Heartsrevolution is painting its brand of electronic music cotton-candy pink, using the full force of its ice-cream-truck-riding, heart-shaped vinyl-hawking, toy-sword-toting lifestyle brand to do it. The musicians confined themselves to the same disorienting glitch beeps and blips of 8-bit, and at least some of singer Lo's lyrics are as dark as Alice Glass's distorted yelps. But Lo's vocalizations, on the other hand, are cheers that give Heartsrevolution's recordings a punk coloring, which surprisingly detracts from the darkness of such lyrics as "Razor-sharp candy-covered glass/ Dont' try to sort through my checkered past/ Technicolor light dreams/ In between my faint screams." The EP's warmest, dreamiest track even has a scary pre-apocalyptic title: "Digital Suicide." If the members of Heartsrevolution are also trying to create some kind of musically induced cognitive dissonance, they're on the right track.

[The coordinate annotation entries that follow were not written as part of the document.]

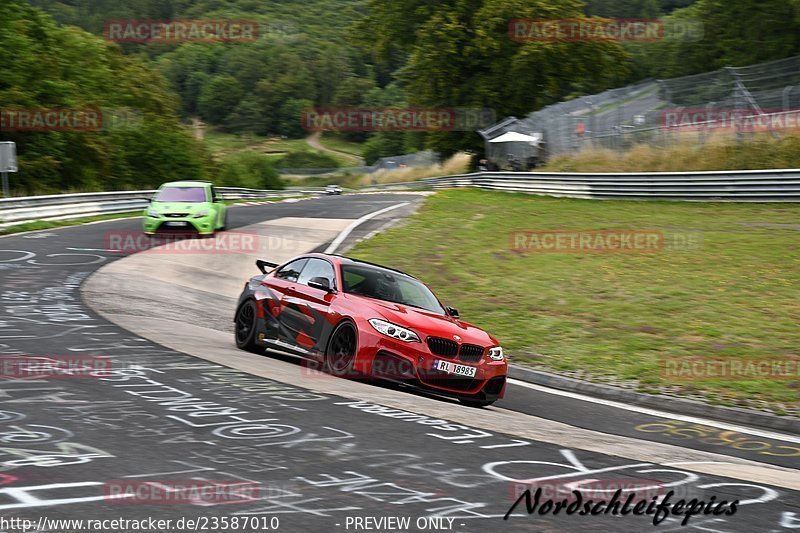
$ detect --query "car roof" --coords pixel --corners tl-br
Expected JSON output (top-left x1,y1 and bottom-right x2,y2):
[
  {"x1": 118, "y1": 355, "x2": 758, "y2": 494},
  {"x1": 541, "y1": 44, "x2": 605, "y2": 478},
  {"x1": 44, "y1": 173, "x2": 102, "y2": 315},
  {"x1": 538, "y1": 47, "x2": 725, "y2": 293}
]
[
  {"x1": 301, "y1": 253, "x2": 417, "y2": 279},
  {"x1": 161, "y1": 180, "x2": 212, "y2": 187}
]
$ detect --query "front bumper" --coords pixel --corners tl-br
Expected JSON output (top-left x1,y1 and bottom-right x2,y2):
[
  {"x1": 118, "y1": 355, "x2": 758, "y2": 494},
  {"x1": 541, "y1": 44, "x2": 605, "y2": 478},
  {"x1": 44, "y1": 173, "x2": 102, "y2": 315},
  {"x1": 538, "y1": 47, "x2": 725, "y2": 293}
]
[
  {"x1": 144, "y1": 214, "x2": 214, "y2": 235},
  {"x1": 355, "y1": 323, "x2": 508, "y2": 401}
]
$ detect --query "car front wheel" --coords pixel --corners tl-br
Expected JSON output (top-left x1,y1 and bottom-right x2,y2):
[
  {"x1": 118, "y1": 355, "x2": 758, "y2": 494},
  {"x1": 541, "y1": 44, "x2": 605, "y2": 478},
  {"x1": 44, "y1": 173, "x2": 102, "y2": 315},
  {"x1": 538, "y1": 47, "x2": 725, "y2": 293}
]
[
  {"x1": 234, "y1": 300, "x2": 262, "y2": 353},
  {"x1": 325, "y1": 320, "x2": 358, "y2": 378}
]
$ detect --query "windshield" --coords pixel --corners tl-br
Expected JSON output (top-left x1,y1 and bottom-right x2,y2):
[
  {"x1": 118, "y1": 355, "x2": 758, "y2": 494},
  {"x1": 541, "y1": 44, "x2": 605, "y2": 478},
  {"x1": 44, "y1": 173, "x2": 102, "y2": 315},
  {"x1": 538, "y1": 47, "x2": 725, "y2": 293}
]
[
  {"x1": 342, "y1": 265, "x2": 444, "y2": 314},
  {"x1": 155, "y1": 187, "x2": 208, "y2": 203}
]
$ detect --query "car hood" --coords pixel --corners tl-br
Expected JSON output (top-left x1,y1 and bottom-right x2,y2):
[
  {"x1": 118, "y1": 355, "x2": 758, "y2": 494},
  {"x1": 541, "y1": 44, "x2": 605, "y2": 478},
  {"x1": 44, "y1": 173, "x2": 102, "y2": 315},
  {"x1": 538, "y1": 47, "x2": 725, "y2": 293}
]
[{"x1": 347, "y1": 294, "x2": 498, "y2": 347}]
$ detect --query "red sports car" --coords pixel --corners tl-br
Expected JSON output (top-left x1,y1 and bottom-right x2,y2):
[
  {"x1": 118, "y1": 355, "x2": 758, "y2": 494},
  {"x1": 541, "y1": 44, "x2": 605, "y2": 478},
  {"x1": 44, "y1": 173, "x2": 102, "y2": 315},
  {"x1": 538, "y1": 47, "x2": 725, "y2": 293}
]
[{"x1": 234, "y1": 254, "x2": 508, "y2": 407}]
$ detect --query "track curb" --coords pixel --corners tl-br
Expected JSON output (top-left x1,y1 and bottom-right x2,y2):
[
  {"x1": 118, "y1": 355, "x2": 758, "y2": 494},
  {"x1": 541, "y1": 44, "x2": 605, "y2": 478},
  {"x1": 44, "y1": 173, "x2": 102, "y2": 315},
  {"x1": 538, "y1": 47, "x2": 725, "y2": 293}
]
[{"x1": 508, "y1": 365, "x2": 800, "y2": 435}]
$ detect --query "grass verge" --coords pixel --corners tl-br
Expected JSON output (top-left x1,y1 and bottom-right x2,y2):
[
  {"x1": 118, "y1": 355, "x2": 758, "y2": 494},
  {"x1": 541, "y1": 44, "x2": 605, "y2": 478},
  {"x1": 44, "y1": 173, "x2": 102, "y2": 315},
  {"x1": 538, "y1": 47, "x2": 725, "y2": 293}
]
[{"x1": 352, "y1": 190, "x2": 800, "y2": 416}]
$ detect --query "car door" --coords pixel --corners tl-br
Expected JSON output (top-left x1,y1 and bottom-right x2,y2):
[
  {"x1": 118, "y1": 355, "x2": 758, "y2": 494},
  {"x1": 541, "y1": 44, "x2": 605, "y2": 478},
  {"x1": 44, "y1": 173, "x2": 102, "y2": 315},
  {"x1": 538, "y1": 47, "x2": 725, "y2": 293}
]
[
  {"x1": 262, "y1": 258, "x2": 308, "y2": 348},
  {"x1": 209, "y1": 185, "x2": 225, "y2": 229},
  {"x1": 281, "y1": 257, "x2": 337, "y2": 355}
]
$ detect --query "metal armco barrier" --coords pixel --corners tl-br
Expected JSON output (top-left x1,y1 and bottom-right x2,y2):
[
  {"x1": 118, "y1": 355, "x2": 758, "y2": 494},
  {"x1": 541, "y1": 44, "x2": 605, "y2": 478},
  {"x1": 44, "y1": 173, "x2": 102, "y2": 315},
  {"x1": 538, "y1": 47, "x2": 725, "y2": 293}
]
[
  {"x1": 0, "y1": 187, "x2": 324, "y2": 228},
  {"x1": 362, "y1": 169, "x2": 800, "y2": 202}
]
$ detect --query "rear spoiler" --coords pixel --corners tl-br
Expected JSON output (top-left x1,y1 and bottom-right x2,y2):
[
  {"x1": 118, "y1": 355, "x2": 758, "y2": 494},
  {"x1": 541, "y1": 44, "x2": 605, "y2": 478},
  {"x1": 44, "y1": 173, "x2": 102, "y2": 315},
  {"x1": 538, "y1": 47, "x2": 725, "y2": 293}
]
[{"x1": 256, "y1": 259, "x2": 278, "y2": 274}]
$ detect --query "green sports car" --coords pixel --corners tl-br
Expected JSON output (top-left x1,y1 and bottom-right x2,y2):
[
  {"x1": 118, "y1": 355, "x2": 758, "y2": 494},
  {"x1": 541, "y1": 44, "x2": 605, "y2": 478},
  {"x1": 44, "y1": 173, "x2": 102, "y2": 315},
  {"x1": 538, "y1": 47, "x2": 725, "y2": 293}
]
[{"x1": 144, "y1": 181, "x2": 228, "y2": 235}]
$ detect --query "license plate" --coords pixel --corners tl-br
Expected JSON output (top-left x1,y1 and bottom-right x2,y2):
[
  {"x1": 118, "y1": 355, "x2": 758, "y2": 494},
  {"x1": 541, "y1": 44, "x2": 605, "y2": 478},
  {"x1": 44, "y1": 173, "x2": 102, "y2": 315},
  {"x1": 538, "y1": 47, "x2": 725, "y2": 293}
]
[{"x1": 433, "y1": 359, "x2": 478, "y2": 378}]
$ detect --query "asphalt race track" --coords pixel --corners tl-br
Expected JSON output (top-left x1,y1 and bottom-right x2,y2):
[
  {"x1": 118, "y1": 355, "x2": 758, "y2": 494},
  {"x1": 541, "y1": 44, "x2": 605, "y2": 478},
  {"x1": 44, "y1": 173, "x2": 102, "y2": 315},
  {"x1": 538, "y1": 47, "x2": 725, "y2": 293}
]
[{"x1": 0, "y1": 194, "x2": 800, "y2": 533}]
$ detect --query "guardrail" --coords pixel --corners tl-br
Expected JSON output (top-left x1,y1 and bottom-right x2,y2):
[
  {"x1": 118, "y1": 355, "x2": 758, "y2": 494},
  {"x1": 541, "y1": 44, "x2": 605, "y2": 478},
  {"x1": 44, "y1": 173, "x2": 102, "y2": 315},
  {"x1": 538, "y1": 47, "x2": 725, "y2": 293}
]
[
  {"x1": 0, "y1": 187, "x2": 324, "y2": 228},
  {"x1": 362, "y1": 169, "x2": 800, "y2": 202},
  {"x1": 0, "y1": 169, "x2": 800, "y2": 228}
]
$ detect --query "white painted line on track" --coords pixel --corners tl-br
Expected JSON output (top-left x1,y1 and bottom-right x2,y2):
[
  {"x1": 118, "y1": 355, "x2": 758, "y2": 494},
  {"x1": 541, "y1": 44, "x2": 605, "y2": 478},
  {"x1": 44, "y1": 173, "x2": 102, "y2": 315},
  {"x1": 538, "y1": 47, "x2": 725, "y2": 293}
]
[
  {"x1": 508, "y1": 379, "x2": 800, "y2": 444},
  {"x1": 325, "y1": 202, "x2": 411, "y2": 254}
]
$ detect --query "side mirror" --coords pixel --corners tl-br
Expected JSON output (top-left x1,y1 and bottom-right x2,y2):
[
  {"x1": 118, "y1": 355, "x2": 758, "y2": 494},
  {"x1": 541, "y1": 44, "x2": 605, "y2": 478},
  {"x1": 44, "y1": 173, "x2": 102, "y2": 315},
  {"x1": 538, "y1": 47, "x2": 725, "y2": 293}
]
[{"x1": 308, "y1": 277, "x2": 333, "y2": 292}]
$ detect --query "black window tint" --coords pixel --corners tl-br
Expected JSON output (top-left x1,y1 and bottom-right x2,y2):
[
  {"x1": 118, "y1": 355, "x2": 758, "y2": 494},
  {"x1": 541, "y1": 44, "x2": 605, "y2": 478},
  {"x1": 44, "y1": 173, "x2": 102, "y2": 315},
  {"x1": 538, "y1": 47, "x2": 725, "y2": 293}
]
[
  {"x1": 297, "y1": 258, "x2": 336, "y2": 288},
  {"x1": 275, "y1": 259, "x2": 308, "y2": 281}
]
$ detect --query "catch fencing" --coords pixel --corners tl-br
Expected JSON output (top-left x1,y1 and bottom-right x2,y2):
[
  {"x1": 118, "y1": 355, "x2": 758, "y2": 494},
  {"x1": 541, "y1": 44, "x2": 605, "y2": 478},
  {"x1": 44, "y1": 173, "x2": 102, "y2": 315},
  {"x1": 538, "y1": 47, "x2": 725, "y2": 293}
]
[{"x1": 480, "y1": 56, "x2": 800, "y2": 165}]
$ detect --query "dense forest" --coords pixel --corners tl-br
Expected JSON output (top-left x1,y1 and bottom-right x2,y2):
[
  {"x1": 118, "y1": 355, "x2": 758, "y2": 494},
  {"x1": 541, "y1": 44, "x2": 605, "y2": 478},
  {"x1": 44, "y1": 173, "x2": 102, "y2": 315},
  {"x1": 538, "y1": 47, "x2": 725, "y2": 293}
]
[{"x1": 0, "y1": 0, "x2": 800, "y2": 191}]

The EP has some thematic consistency with its "lightening of electro" mission; there's a strong air of "I just wanna dance" insouciance that runs through the whole record, with its largely uncomplicated beats and cheerleading, most notably on "Dance Till Dawn." But although each of the five songs here is good on its own, it might be due to the fact that the album stays on message so well that the EP starts to feel tired by its end.
That kind of complication doesn't really matter so much when all you want to do is dance, and take something that's normally inundated with adult intensity to a place that's populated by child's play. Cotton-candy pink, achieved.